7 Responses to Congested Biscayne Boulevard may narrow

  1. Craig Chester

    February 11, 2015 at 11:33 am

    The headline here is a bit misleading. The roadway isn’t becoming ‘narrower’ – it’s just being reallocated. Narrower for cars, perhaps, but certainly wider for people walking, biking and otherwise enjoying downtown Miami and Bayfront Park.

    • marc

      February 11, 2015 at 1:26 pm

      Carcentric mentality.

  2. B

    February 11, 2015 at 3:47 pm

    4 lanes in each direction there is quite excessive. It’s way underutilized except during Heat games, when things will back up no matter how many lanes there are. I doubt the Parking Mafia will lose money since people will just park elsewhere, they may even make more money because more people park in the garages. And the current system of “sharrow” bike lanes only works well in situations with calm traffic, like 2-lane residential streets. It’s definitely not suitable for major bus corridors.

    My only beef with this plan is it still doesn’t get transit busses in dedicated bus lanes–something most cities figured out decades ago. Bus reliability is severely limited by the many events at the AAA as well as general unpredictable traffic there.

  3. VICTOR

    February 12, 2015 at 4:31 am

    “A city study concluded that traffic impact would be minimal once lanes were closed, authority documents say.” Really? That’s one of the worse roads to travel on. In a city where roads are bursting at the seams, now they want to eliminate lanes to make it even worse. Wow!

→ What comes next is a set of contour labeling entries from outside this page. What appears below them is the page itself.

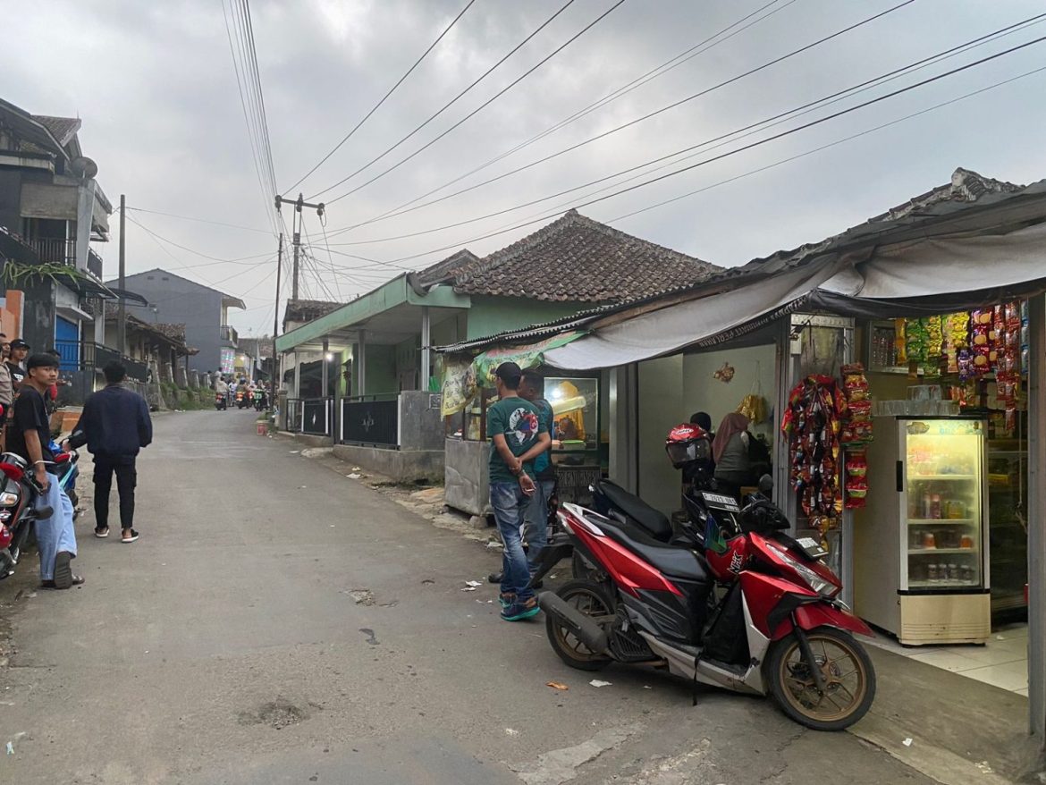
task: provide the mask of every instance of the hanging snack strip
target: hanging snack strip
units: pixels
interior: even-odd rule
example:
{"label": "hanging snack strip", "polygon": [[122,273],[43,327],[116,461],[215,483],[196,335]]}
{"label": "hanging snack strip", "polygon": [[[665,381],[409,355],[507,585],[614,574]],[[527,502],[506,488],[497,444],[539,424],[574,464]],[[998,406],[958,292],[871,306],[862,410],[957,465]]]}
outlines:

Miami really have brainless people in government.

  4. Ben Grimm

    February 12, 2015 at 3:00 pm

    First the upper east side of Biscayne and now the downtown section too? Someone opened the floodgates to every urban planner looking to experiment at the cost of taxpayer money. That’s $24 million dollars to create more gridlock and add in the middle where NO ONE will walk or cycle.

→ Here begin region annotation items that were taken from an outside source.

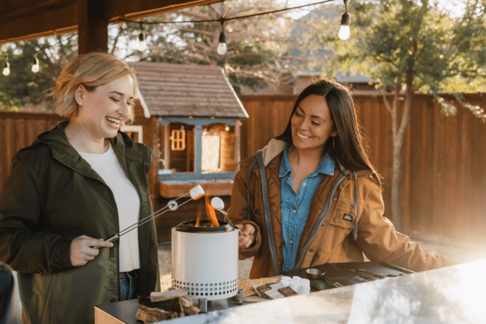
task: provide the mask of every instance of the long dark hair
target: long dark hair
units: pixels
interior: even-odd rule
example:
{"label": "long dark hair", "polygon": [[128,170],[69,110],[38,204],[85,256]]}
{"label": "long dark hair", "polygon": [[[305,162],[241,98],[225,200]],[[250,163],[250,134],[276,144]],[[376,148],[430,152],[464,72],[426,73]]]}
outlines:
{"label": "long dark hair", "polygon": [[292,117],[297,107],[305,98],[311,95],[324,97],[329,107],[331,119],[337,131],[337,136],[330,137],[324,149],[350,171],[369,170],[381,186],[381,177],[376,172],[364,149],[363,135],[355,112],[353,97],[349,89],[330,80],[320,80],[305,88],[295,101],[287,127],[281,135],[274,138],[292,143]]}

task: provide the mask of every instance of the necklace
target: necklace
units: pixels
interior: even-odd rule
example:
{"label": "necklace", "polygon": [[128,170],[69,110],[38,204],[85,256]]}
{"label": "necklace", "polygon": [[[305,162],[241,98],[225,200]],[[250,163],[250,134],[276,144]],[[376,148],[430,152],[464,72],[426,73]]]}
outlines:
{"label": "necklace", "polygon": [[[82,151],[84,151],[87,153],[89,153],[91,154],[98,154],[100,152],[100,150],[96,151],[96,152],[93,152],[93,151],[89,151],[89,149],[86,149],[84,147],[80,146],[78,144],[76,144],[75,141],[73,141],[71,138],[68,138],[67,135],[66,135],[66,138],[68,138],[68,140],[71,141],[71,143],[74,144],[75,146],[76,146],[78,148],[81,149]],[[105,140],[103,139],[103,149],[105,149]]]}

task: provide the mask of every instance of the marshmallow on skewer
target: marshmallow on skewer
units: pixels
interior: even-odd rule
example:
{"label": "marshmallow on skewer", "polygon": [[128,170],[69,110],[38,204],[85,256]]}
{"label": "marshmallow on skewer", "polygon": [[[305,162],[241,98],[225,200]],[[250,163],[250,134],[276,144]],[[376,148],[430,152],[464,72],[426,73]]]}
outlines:
{"label": "marshmallow on skewer", "polygon": [[211,205],[215,209],[223,210],[224,208],[224,202],[219,197],[213,197],[213,198],[211,200]]}
{"label": "marshmallow on skewer", "polygon": [[204,196],[204,189],[200,184],[198,184],[189,191],[189,193],[191,194],[191,198],[193,198],[193,200],[197,200],[198,199]]}

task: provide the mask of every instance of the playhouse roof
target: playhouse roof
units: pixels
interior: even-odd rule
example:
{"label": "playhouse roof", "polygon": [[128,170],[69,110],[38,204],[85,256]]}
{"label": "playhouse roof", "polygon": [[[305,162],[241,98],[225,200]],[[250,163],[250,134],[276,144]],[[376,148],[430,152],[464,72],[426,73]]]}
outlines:
{"label": "playhouse roof", "polygon": [[150,115],[248,117],[219,66],[159,62],[133,66],[140,103]]}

    With a large park to the east why would one walk or bike in a giant median? One million dollars for dedicated traffic cops would make pedestrians, cyclists, and motorists way safer than artificially-engineered traffic jams.

    I want to blame the sun for the lack of common sense in this entire region but that would be a lie.

  5. metromoverlover

    February 12, 2015 at 9:21 pm

    How about yo spend that money on extending the metromover !

  6. MiamiTrafficNightmare

    February 13, 2015 at 12:12 pm

    Agree w/ the posts above that this plan is absurd! Particularly w/ the construction of Brickell City Center and the upcoming World Center. Traffic is already a nightmare and this will make it worse at at a time when the Miami downtown population is increasing.

    “The plan calls for some parking at off-peak times only” – this hints that one of the driving lanes will allow parking during off peak times and we all know that these cars will continue to park there during peak times causing a bottleneck (just like they do on N Miami Avenue – the only alternate to this nightmare) and the police / city will do nothing about it.

    MetroMoverLover – I think your idea to take this money and expand the MM is a great one.

    Hopefully FDOT has more sense than these people and hopefully they commission their own traffic study before approving anything.